Token stitching then happens in the coding-agent trajectory merge. Each recorded
turn stores the exact prompt token ids seen by the deployment, output token ids,
and per-token output logprobs. The first prompt becomes the segment prompt.
Later prompts are matched against the segment’s prompt_ids + response_ids; any
new prompt suffix is non-trainable context, and generated output tokens are the
trainable span.
sample = RolloutSample(
tokens=segment.prompt_ids + segment.response_ids,
logprobs=[0.0] * len(segment.prompt_ids) + segment.rollout_log_probs,
loss_mask=[0] * len(segment.prompt_ids) + segment.loss_mask,
reward=run_reward,
)
Inside segment.loss_mask, prompt suffixes from user/tool/rendering turns stay
0, assistant output tokens stay 1, and non-trainable logprobs are zeroed.

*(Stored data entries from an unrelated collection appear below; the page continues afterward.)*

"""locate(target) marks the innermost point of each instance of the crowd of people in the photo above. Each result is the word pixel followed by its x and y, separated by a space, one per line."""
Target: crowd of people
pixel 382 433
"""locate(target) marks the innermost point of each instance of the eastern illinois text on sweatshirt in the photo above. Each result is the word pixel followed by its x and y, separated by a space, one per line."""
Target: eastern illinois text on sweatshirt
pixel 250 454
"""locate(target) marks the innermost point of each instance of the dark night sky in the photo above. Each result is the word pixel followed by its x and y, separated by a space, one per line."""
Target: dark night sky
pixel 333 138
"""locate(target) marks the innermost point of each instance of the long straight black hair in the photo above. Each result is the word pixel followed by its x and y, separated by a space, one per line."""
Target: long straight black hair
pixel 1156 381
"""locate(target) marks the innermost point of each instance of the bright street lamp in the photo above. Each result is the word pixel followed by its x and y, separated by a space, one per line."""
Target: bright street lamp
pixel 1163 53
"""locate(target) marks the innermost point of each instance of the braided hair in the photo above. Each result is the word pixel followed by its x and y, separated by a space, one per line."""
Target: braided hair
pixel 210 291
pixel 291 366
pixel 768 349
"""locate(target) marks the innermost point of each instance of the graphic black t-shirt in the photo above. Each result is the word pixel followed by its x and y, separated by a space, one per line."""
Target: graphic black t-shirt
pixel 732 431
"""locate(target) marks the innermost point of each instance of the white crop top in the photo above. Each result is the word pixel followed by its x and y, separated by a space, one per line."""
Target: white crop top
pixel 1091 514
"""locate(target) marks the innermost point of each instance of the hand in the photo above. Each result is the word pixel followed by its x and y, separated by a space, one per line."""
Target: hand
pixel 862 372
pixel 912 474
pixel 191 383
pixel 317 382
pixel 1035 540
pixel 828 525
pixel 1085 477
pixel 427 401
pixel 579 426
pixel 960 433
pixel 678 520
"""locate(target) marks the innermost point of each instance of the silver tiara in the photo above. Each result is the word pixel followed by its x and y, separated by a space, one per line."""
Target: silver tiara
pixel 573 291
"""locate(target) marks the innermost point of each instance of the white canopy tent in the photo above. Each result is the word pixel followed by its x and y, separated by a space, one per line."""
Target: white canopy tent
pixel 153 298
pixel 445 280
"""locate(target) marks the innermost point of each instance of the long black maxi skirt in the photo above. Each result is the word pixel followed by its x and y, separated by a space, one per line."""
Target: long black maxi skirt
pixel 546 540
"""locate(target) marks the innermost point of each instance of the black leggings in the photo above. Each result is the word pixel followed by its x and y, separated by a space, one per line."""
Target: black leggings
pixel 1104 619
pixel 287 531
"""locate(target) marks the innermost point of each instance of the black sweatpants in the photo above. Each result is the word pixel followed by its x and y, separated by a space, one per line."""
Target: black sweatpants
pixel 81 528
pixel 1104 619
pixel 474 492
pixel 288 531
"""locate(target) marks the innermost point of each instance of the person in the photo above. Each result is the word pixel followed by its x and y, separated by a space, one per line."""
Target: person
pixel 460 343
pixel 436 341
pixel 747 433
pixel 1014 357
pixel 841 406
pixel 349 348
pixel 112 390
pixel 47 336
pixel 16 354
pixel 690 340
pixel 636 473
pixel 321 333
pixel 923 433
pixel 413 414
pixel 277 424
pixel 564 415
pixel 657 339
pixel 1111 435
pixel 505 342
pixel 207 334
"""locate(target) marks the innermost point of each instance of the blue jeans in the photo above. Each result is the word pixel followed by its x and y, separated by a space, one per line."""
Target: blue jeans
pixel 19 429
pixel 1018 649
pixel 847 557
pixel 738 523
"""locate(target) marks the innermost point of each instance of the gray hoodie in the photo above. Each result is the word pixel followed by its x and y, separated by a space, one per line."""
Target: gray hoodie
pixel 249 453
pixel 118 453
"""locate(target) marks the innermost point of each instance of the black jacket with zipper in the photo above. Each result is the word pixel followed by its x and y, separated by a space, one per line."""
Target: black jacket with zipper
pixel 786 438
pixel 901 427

If a later rendered prompt no longer token-matches part of a previous model
output, the merge masks or drops the unstitched tail instead of training on
shifted masks. The rollout returns all surviving segments in one RolloutRun
with the final sandbox/grader reward, and the recipe handles advantage
computation, PPO/GRPO loss, and weight sync.
Operational guidance
deployment.tokenizer_model is required — the recipe tokenizes client-side.
- Set
trainer.training_shape_id for an explicit shape; otherwise the recipe auto-selects a validated one.

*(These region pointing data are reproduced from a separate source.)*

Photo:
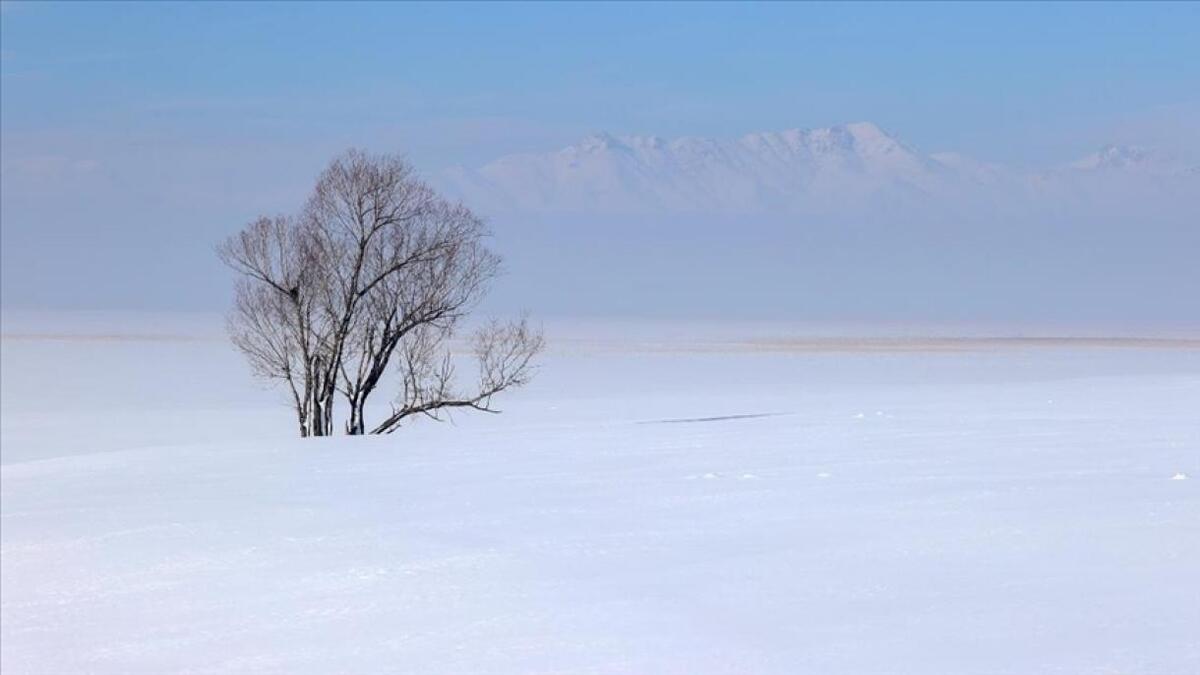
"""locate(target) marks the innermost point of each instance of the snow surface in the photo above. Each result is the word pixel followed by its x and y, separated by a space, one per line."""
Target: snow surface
pixel 666 505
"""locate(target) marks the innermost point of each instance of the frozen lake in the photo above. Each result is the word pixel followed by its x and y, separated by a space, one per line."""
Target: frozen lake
pixel 665 497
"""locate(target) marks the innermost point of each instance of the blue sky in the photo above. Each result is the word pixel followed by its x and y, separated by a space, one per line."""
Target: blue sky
pixel 136 136
pixel 463 83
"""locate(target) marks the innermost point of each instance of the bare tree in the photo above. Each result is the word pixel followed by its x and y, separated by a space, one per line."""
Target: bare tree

- Reward lives in the rollout — set
RolloutSample.reward; return None to drop a sample.
- Skip uniform-reward groups with
dynamic_filter_fn=lambda pg: len(set(pg.rewards)) > 1 — GRPO advantage is zero when all rewards in a group match.

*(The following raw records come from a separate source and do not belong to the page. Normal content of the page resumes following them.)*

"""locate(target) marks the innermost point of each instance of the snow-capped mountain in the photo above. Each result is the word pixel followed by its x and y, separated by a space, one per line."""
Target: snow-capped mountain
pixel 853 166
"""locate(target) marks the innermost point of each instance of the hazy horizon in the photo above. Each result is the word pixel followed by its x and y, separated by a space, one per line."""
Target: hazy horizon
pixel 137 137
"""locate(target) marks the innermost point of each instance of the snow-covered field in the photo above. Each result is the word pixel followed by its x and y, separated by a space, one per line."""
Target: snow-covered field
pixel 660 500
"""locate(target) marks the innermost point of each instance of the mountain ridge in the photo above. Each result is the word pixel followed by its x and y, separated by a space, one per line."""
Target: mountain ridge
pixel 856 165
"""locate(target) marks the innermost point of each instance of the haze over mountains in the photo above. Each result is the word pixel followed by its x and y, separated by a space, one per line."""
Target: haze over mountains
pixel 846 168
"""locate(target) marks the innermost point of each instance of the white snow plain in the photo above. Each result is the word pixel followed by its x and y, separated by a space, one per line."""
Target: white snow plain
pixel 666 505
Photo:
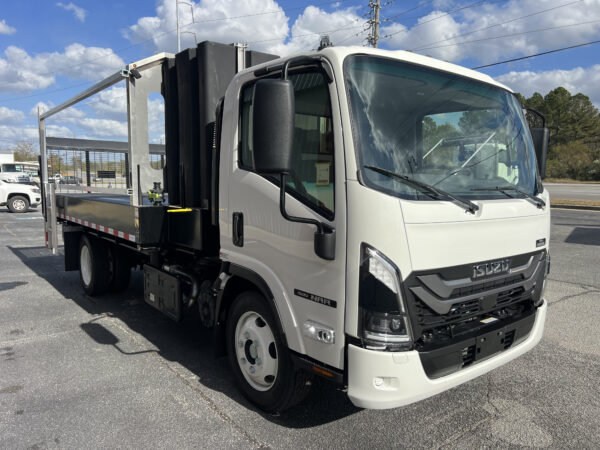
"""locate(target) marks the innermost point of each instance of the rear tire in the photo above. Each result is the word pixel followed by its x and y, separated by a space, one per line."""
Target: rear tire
pixel 93 266
pixel 259 360
pixel 18 204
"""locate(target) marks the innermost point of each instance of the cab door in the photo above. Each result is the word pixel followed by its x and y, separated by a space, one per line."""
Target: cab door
pixel 305 287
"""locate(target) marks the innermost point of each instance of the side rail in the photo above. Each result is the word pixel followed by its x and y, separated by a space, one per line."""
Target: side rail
pixel 84 166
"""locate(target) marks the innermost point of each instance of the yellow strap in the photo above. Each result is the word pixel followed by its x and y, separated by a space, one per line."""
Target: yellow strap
pixel 180 210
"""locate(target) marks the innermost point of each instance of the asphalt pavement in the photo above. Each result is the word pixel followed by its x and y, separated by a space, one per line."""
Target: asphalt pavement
pixel 77 372
pixel 574 191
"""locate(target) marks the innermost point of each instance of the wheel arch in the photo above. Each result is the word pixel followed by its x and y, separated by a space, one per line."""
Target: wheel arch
pixel 236 279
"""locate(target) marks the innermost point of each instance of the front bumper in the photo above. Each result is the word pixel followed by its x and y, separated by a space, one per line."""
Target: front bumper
pixel 381 380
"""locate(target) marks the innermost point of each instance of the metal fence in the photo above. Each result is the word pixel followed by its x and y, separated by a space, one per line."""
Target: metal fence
pixel 93 165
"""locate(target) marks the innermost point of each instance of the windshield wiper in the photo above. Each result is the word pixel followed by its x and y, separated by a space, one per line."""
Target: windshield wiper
pixel 538 201
pixel 470 206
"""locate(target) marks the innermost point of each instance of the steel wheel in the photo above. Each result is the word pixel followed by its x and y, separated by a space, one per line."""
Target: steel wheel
pixel 93 266
pixel 256 351
pixel 259 357
pixel 19 205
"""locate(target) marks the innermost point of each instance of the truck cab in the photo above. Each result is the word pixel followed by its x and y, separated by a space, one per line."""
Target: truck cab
pixel 426 174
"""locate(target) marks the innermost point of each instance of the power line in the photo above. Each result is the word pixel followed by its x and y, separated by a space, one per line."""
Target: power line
pixel 536 54
pixel 425 46
pixel 513 34
pixel 471 5
pixel 420 5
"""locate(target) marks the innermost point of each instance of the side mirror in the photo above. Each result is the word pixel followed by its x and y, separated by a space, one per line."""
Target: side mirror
pixel 273 126
pixel 273 144
pixel 541 137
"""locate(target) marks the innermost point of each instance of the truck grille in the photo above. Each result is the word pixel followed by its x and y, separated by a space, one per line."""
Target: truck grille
pixel 447 303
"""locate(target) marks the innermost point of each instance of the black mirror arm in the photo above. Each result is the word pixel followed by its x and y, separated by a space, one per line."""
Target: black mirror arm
pixel 539 114
pixel 321 227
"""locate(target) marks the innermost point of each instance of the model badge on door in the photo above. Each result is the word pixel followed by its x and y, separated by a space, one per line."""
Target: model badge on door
pixel 316 298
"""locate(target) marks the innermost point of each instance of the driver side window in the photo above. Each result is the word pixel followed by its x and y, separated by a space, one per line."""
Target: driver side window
pixel 312 177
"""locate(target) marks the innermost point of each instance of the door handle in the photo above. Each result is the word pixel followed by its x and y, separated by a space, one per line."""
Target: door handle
pixel 238 229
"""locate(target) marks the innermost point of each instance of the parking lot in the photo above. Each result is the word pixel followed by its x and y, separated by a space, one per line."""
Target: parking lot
pixel 77 372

- DCP checkpoints are off by default (
dcp_save_interval=0); set a positive value to enable resume, and output_model_id to promote the final checkpoint.
The simpler rl_loop recipe
If you don’t need rollout/train overlap, the cookbook also ships rl_loop — a synchronous, strictly on-policy GRPO scaffold. It samples a batch, scores it, takes a step, syncs weights, and repeats. Configure it the same way (trainer=TrainerConfig(...), deployment=DeployConfig(...), weight_sync_interval, policy_loss) and call main(cfg):
from training.recipes.rl_loop import Config, main
from training.utils import DeployConfig, TrainerConfig
cfg = Config(
log_path="./grpo_logs",
base_model="accounts/fireworks/models/qwen3-8b",
dataset="/path/to/gsm8k.jsonl",
max_rows=200,
completions_per_prompt=4,
policy_loss="grpo",
trainer=TrainerConfig(training_shape_id="accounts/fireworks/trainingShapes/qwen3-8b-128k-h200"),
deployment=DeployConfig(deployment_id="grpo-serving", tokenizer_model="Qwen/Qwen3-8B"),
weight_sync_interval=1,
)
main(cfg)
async_rl_loop with max_head_offpolicy_versions=0 is equivalent to rl_loop, so prefer the async recipe for new work and reach for rl_loop only when you specifically want the server-side fast loss path (which forbids kl_beta>0 and pipeline parallelism). The reward function and build_grpo_datums / make_grpo_loss_fn internals are documented in Loss Functions.